CHART: Global shipping rates are at a 3-decade low

Photo: Jonathan E. Shaw/ Flickr.

Iron ore, coal, crude oil haven’t had the best time of it in recent years. A rapid expansion in supply, accompanied by a faster-than-expected slowdown in demand, has wrought havoc on these and other commodity prices.

While they are high profile casualties of the slowdown in global growth, there is another, lesser known but related market, that has endured a similarly tough period of late: global shipping rates.

They’ve been hammered, not only in recent days but also the past few years.

The chart below shows the Baltic Dry Index, a gauge that measures changes in costs to transport raw materials such as metals, softs and energy by sea. Overnight it closed at 383, the lowest level ever in the more than three-decade history of the index.

Like commodities, it too has come under pressure by an unexpected, and quicker, slowdown in the world’s second-largest economy, China.

Fuelled by expectations for endless 7% plus growth from China, and an abundance of cheap capital willing to finance projects, shipbuilders went on an epic building spree in the period before and after the financial crisis, rushing new vessels into production to capitalise on what were strong shipping rates during the twin commodity price booms of the mid and late 2000s.

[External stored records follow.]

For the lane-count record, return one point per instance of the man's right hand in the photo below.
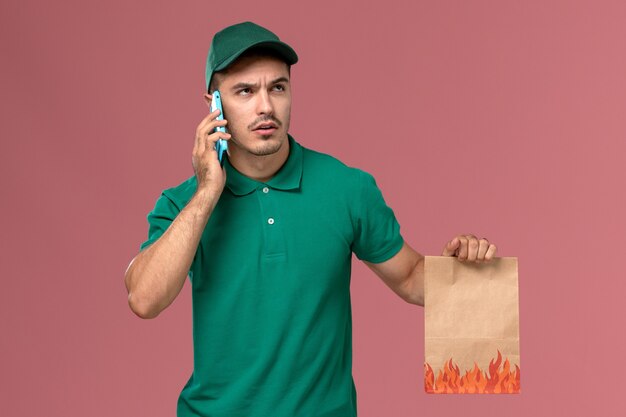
(210, 175)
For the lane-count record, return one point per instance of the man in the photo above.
(267, 241)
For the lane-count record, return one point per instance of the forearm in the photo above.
(157, 274)
(416, 283)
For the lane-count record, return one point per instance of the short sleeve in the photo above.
(377, 236)
(160, 218)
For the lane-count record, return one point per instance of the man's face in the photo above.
(256, 97)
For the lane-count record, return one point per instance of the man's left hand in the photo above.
(470, 248)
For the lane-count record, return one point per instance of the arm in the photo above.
(404, 272)
(157, 274)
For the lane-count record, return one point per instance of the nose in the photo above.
(264, 105)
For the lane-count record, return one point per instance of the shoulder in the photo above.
(322, 165)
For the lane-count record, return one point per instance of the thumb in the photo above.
(451, 247)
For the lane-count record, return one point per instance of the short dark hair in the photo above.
(256, 52)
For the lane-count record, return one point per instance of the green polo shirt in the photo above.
(272, 325)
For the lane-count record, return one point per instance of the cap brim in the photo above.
(282, 49)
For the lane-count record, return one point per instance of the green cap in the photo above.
(228, 44)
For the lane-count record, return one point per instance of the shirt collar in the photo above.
(288, 177)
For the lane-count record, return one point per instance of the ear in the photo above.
(208, 98)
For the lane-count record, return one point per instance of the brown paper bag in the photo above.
(472, 326)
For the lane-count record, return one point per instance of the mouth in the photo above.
(265, 128)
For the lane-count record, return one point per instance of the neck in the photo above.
(259, 168)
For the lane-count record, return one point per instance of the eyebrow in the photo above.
(250, 85)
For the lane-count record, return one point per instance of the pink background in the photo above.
(505, 119)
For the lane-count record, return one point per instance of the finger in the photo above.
(206, 129)
(462, 250)
(213, 138)
(472, 248)
(451, 247)
(491, 252)
(209, 123)
(483, 245)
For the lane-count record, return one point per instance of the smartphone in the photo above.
(221, 146)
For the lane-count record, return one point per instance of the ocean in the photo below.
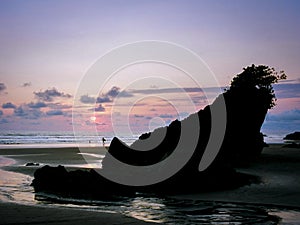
(15, 187)
(67, 139)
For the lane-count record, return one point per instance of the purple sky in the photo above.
(47, 47)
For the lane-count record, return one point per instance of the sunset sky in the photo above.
(47, 47)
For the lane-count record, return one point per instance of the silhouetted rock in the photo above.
(293, 136)
(32, 164)
(246, 102)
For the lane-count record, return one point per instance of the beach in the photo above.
(277, 193)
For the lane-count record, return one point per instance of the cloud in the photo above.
(9, 105)
(2, 87)
(165, 116)
(2, 121)
(27, 84)
(59, 106)
(86, 99)
(28, 113)
(100, 108)
(103, 99)
(177, 90)
(138, 116)
(106, 97)
(113, 92)
(37, 105)
(50, 94)
(55, 113)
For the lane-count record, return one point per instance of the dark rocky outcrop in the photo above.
(293, 136)
(242, 143)
(246, 108)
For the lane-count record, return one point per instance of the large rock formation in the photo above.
(246, 108)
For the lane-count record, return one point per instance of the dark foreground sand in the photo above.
(279, 169)
(23, 214)
(12, 213)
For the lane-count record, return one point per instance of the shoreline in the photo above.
(278, 167)
(12, 212)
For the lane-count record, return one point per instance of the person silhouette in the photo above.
(103, 141)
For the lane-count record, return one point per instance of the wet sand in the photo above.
(279, 169)
(24, 214)
(12, 213)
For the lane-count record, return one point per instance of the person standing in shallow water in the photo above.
(103, 141)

However, as so many commodity producers have found out recently, bullish forecasts for endless demand growth do not always come to fruition, creating problems down the line given the long lead time, let alone the capital outlay, required to bring supply to market.

Supply deficits can quickly to turn to supply gluts, leading to rapid price declines and falling profitability, or worse.

With global demand likely to remain weak, unless non-productive capacity is removed from these markets, it’s likely that commodities, and tprices to ship them around the world, will continue to remain under pressure.